The author's fundamentalist Christian family prohibited watching Star Wars due to its "Eastern mysticism," but allowed Star Trek and placed no restrictions on video games. This led the author to first experience the franchise through the 1996 video game Star Wars: Shadows of the Empire during their childhood.
The article frames this game as part of a major 1990s multimedia push by Lucasfilm, which included books and toys, leading up to the Special Edition film releases. The author's personal experience highlights a generational and cultural divide in media consumption, where video games escaped the strict oversight applied to films and music.
The main topics covered are the author's personal upbringing with restrictive media rules, the contrasting perceptions of Star Wars and Star Trek within their family, and the role of the Shadows of the Empire game as both a personal introduction to Star Wars and a case study in 1990s franchise marketing.

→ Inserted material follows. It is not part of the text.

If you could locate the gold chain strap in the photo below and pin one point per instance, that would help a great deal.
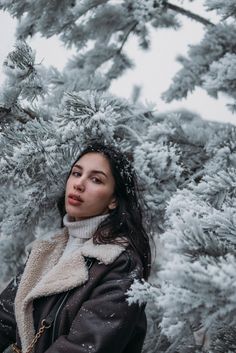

I grew up in a Star Trek household, not a Star Wars one. More to the point, I wasn’t even allowed to watch Star Wars when I was a kid, so I didn’t see the original trilogy until I was nearly an adult—about 17 years old, as I recall.
For my then-fundamentalist Christian family, the so-called “Eastern mysticism” of Star Wars was a bridge too far, something that could apparently corrupt my impressionable young Evangelical mind irreversibly. Star Trek was OK, though, because my parents didn’t feel it condoned witchcraft, or what have you, and they liked the original series from when they were younger.
Because of all that, my first true immersion in the Star Wars universe wasn’t the movies. It was the video games, and one in particular—Star Wars: Shadows of the Empire, which you can nab on GOG.
In revisiting that classic game of the ’90s, we get a glimpse at a very odd moment in pop culture history when Lucasfilm and its subsidiaries attempted to basically re-create the multimedia blitz of the original Star Wars movie releases, including a new story, books, new lines of toys, and all the rest—all in a lead up to the release of the Special Edition edits of the original films.
I was born in 1984. When the Shadows of the Empire came out on PCs, I was around 12 years old, which was the perfect age to get really, really into Star Wars.
My parents were committed to controlling which movies, books, and music I could consume, but for whatever reason, there was almost no oversight on the video games I played. I couldn’t watch Star Wars, but I could play Doom.
I’d go to Software, Etc., grab a big box or a bag of shareware disks, and buy it with my allowance without the same kind of parental approval that applied to other media.